Pinson “is in jeopardy of being separated from his family all because of Lance Wright,” the defense lawyer thundered, “And it just breaks my heart.”
Shaun Kent, Robinson’s attorney, mocked the government’s case.
“Basically they’ve said that Eric Robinson is the great and powerful Oz,” said Kent as he held his suit coat in front of Robinson as if it were the curtain shielding the wizard in the classic motion picture.
Kent drove home dramatically to the jury the meaning of reasonable doubt, which is the standard for a not guilty verdict.
He told a story about how his mischievous little brother benefited from reasonable doubt while defying their father’s command not to slam a bedroom door.
In the tale, Kent invoked sounds (“When a Man Loves a Woman” playing on the radio), smells (his mother cooking collard greens) and touch (a breeze blowing through the bedroom). Little brother told daddy the wind slammed the door and saved himself a whipping, Kent said. One juror laughed at the performance.
Prosecutors say the evidence they presented shows that Pinson and Robinson cooked up a deal to make money by forcing S.C. State students to accept a 2011 homecoming concert promotion company that was a front for the defendants, who had never before put on a concert.
Pinson also stands accused of plotting with wealthy Florida developer Richard Zahn to receive a Porsche Cayenne SUV in exchange for persuading the S.C. State board, which Pinson chaired at the time, to buy Zahn’s resort-style fishing and hunting lodge in Orangeburg County for $2.8 million.
Village at River’s Edge is a complex in north Columbia of about 60 units for low- to moderate-income families, built with $10 million in federal money and run by the Columbia Housing Authority.
The final scheme that remains part of the case is a diaper-making plant relocated from the Atlanta area to Mullins in Marion County.
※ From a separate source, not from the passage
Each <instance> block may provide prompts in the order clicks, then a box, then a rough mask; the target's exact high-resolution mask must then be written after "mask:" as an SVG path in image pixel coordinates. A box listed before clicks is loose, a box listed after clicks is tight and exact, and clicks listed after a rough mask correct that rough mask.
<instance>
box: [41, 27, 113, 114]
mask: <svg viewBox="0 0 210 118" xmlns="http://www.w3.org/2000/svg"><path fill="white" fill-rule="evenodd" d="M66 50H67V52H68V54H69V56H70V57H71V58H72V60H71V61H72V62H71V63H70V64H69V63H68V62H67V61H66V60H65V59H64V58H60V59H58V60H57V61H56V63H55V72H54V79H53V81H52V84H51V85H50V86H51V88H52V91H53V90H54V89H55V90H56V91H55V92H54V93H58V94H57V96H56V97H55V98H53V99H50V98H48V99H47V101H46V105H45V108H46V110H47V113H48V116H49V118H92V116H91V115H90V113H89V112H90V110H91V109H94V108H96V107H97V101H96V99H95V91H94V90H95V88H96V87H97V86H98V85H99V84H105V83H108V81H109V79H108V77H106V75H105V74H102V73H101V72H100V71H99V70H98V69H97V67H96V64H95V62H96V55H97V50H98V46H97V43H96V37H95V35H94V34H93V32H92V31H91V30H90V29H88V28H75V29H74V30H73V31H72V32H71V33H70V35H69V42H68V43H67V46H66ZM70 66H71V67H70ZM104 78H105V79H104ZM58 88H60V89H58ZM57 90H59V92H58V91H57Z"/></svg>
Though it hasn’t produced as many jobs as defendants promised, prosecutors say Pinson, Robinson and some of those who pleaded guilty funneled tens of thousands of public dollars into their pockets.
The defense rested Thursday without putting up any witnesses, including Pinson or Robinson. That also meant Columbia Mayor Steve Benjamin and City Councilwoman Tameika Isaac Devine, who were on a witness list and named on some of the secretly recorded tapes, were not called to testify.
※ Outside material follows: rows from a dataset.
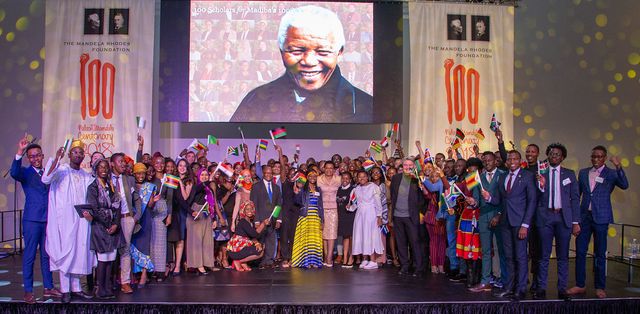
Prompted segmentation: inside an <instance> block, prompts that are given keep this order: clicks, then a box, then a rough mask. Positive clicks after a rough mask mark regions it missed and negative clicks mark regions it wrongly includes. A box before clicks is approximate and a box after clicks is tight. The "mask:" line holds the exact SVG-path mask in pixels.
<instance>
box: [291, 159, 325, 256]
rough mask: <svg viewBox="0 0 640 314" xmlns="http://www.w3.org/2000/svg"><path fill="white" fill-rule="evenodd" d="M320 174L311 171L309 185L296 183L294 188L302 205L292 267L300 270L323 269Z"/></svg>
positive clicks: (321, 195) (295, 233)
mask: <svg viewBox="0 0 640 314" xmlns="http://www.w3.org/2000/svg"><path fill="white" fill-rule="evenodd" d="M317 180H318V173H317V172H314V171H310V172H309V173H308V174H307V183H306V185H305V186H304V187H303V186H302V183H299V182H296V184H295V185H294V188H293V192H294V193H295V202H296V204H299V205H300V217H299V218H298V224H297V225H296V233H295V236H294V239H293V255H292V257H291V266H292V267H298V268H319V267H322V220H323V217H324V211H323V207H322V194H321V190H320V187H318V186H317Z"/></svg>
Prosecutors hammered the defendants Friday.
“There’s a ton of evidence,” Rowell said, citing more than 100 recordings used in court from some 15,000 intercepted conversations and reams of bank statements, deposits, withdrawals and money transfers.
He reminded the jury of statements that Pinson, Robinson and the others named in the case made about having “our little pact” to scheme and profit from anyone they could.
“They would backstab another business partner to enrich themselves,” Wicker said. “They needed money all the time.”
She mocked the defense attorneys’ contentions, often saying, “Are you kidding me?” and, “The calls don’t lie, ladies and gentlemen.”
Wicker replayed a Aug. 29, 2011, conversation between Pinson and Ed Givens of Columbia, the former chief counsel for S.C. State, who pleaded guilty. Pinson is heard saying about Columbia, “This is my (expletive) city.” And, “I’ll buy the next congressman.”
Wicker asked jurors to send a message to Pinson and Robinson.
“You don’t own Columbia. It’s not OK to talk about buying congressmen. It’s not OK to use your political connections to gain an unfair advantage. You can’t use your influence with politicians to line your pocket. You can’t trade your position as chairman of the board for kickbacks.”